Sorprendentemente no terminé en el estado de food coma al que tanto le temía y pude darme cuenta de la enorme suerte que tenia de estar ahí. No hicimos el show de ir alrededor de la mesa y agradecer en turnos, pero no hizo falta para. A mi izquierda, tenía a una niña con quien llevo más de dos décadas de amistad, literalmente. Enfrente de mí, otra a quien solamente llevo tres meses de conocer pero es una de las personas más lindas y talentosas que me he encontrado. Y a mi derecha, su novio, quien nunca se notó incómodo o aburrido al convivir con tres chismosas. Por el contrario, aportaba a la plática, ayudó a lavar platos, y contribuía como buen elemento masculino a la cena: cortando el pavo y poniendo el partido de la NFL para tener “música de fondo”.
En mi momento de epifanía cursi, me quedó muy claro que ya no tenía que preocuparme por las cosas que tanto me agobiaban hace unos meses como perder contacto con mis amigos de México, o qué la gente aquí no tuviera interés en hacer amistades (obligándome a pasar los siguientes 18 meses en la temida soledad neoyorkina de la que tanto hablan en los libros). Tardé un rato, pero comprobé que nada de eso tenía que pasar. Hay gente increíble por todos lados.
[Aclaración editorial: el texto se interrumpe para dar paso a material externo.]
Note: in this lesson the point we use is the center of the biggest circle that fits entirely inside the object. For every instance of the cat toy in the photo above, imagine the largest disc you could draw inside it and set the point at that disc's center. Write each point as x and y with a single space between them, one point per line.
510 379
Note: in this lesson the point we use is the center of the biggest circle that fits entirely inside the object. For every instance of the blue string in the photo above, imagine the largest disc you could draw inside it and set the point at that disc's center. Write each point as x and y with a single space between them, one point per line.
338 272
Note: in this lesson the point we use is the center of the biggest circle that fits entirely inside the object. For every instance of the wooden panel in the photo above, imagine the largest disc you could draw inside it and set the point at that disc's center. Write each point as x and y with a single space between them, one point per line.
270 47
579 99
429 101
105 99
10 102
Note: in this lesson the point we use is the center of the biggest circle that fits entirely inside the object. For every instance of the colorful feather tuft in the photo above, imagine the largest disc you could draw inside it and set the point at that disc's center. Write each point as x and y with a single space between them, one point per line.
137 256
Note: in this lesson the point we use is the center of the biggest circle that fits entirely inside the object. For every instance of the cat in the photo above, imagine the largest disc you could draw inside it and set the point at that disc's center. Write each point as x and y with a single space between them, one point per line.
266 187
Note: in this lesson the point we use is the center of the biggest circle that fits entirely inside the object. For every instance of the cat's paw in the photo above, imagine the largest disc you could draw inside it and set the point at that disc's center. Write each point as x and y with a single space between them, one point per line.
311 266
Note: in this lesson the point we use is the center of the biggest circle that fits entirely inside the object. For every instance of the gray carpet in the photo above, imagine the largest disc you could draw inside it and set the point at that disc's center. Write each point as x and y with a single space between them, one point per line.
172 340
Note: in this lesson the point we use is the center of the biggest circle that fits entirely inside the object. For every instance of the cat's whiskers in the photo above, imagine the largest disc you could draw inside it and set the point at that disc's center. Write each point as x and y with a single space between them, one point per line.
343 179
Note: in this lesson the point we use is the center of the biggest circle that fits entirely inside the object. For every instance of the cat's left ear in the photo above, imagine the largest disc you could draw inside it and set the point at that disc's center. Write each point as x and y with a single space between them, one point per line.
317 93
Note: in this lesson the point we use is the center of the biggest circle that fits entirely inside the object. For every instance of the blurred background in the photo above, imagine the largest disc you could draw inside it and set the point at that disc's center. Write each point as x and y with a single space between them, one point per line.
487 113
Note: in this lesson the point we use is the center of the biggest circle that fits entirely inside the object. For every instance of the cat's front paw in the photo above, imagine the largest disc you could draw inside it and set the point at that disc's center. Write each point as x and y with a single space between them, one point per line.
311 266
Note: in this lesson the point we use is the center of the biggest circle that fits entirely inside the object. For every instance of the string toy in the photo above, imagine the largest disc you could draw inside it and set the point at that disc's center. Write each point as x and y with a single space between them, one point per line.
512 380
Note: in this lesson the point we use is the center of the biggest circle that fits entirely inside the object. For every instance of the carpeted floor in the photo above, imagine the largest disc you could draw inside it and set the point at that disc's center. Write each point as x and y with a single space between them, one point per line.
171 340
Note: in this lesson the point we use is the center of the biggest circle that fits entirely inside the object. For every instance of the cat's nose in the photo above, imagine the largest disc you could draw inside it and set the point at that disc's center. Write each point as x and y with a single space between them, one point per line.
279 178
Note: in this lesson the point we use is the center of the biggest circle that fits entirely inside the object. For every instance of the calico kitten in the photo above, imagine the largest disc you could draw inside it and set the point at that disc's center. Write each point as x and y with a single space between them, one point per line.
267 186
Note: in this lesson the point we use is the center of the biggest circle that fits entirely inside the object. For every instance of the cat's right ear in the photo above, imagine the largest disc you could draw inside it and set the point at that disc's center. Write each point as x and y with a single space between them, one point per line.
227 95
Con el fin del puente de Thanksgiving llegan las tres últimas semanas del semestre, lo cual me tiene un aterrada. Pero también empieza oficialmente el holiday season. Hay quienes se quejen de que la Navidad es la época más comercial del año, de que las reuniones familiares solo acaban en peleas y de que el Guadalupe-Reyes no trae mas que kilos extra y grandes pérdidas económicas. Pero no puedo negar que a mi me encanta. Me gustan las comidas familiares, el tomar cualquier cosa como excusa para juntarse a celebrar. Es más, hasta la pasaba bien en las fiestas navideñas oficinistas cuando trabajaba. Ahora me toca vivirlo aquí, y me emociona. Si algo hacen bien en N.Y. es celebrar Navidad.
Ya quiero ver adornos por todas partes y turistas abrigados para ir a tomar fotos al árbol de Rockefeller Center. Quiero comprar cafés de Starbucks en vasos rojos, y escuchar “All I want for Christmas is you” hasta no soportar más. Todos esos detalles son los que me hacen pensar: “no puedo creer que estoy aquí” y volver a dar gracias.
Cris.






soy fan de Fierlicity! happy holidays!